A Liga tem alertado para a necessidade de reordenamento da floresta. O último ano foi absolutamente tranquilo. Com poucas incidências, facilmente resolúveis com uma intervenção musculada logo de início. Mas o clima continua cá, as condições do terreno e o aumento do material comburente que vai crescendo pelos campos e florestas, apesar das campanhas de limpeza, fazem-nos continuar a temer que numa próxima época estejam reunidas condições para termos outra vez grandes incêndios. Nós vemos a GNR a multar o pobre do agricultor, mas não actua quando o prevaricador é o Estado que manda e obriga a fazer, mas faz pouco.

As próprias autarquias também parecem não cumprir…

Não. As autarquias, diga-se, mudaram muito na maneira de pensar e actuar. Há um antes de Pedrogão e um depois de Pedrogão. Foi uma tragédia que marcou e obrigou a tomar medidas que não eram habituais, como a intervenção musculada logo de início. Grande parte mantém os seus terrenos limpos e investem muito na prevenção. Se calhar porque sentiram mais de perto e no local as tragédias que foram acontecendo. As Câmaras normalmente pedem a nossa colaboração. Estamos representados, pelos comandantes das corporações do concelho, nas comissões municipais de defesa da floresta e nas comissões de fogos rurais da protecção civil municipal.

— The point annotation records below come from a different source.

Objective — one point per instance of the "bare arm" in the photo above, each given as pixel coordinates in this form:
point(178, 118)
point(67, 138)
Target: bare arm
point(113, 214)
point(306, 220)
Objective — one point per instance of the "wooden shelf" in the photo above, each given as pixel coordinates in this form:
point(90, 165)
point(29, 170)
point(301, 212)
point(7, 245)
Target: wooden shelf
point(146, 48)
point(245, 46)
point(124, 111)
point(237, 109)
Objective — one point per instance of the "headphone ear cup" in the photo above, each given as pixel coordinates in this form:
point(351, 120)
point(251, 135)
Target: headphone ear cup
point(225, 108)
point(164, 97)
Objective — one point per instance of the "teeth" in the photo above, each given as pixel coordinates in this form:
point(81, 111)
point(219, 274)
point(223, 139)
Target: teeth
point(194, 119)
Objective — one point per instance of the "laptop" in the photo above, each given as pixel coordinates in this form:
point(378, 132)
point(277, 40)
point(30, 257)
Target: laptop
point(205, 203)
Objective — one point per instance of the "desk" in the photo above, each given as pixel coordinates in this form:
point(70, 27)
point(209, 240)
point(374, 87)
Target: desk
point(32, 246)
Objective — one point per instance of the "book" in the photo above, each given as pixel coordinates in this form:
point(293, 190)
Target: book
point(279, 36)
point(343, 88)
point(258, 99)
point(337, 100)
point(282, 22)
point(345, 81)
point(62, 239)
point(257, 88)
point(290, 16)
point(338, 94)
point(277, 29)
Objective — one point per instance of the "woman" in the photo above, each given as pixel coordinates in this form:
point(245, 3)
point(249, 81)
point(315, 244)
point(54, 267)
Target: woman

Foi o que fez a diferença em 2021?

Ajudou, mas o grande bombeiro de 2021 chama-se S. Pedro. A floresta enquanto não for parcelada, enquanto deixarmos os eucaliptos crescer com uma força louca nos locais que arderam, não estaremos descansados. Além disso, nesta zona da Serra da Estrela ainda se continua a apostar nas plantações intensivas do pinheiro que não são autóctones e ardem com muita facilidade, esquecendo, por exemplo, os castanheiros. Não sou especialista em floresta, mas estou consciente que é preciso tomar medidas nesta área.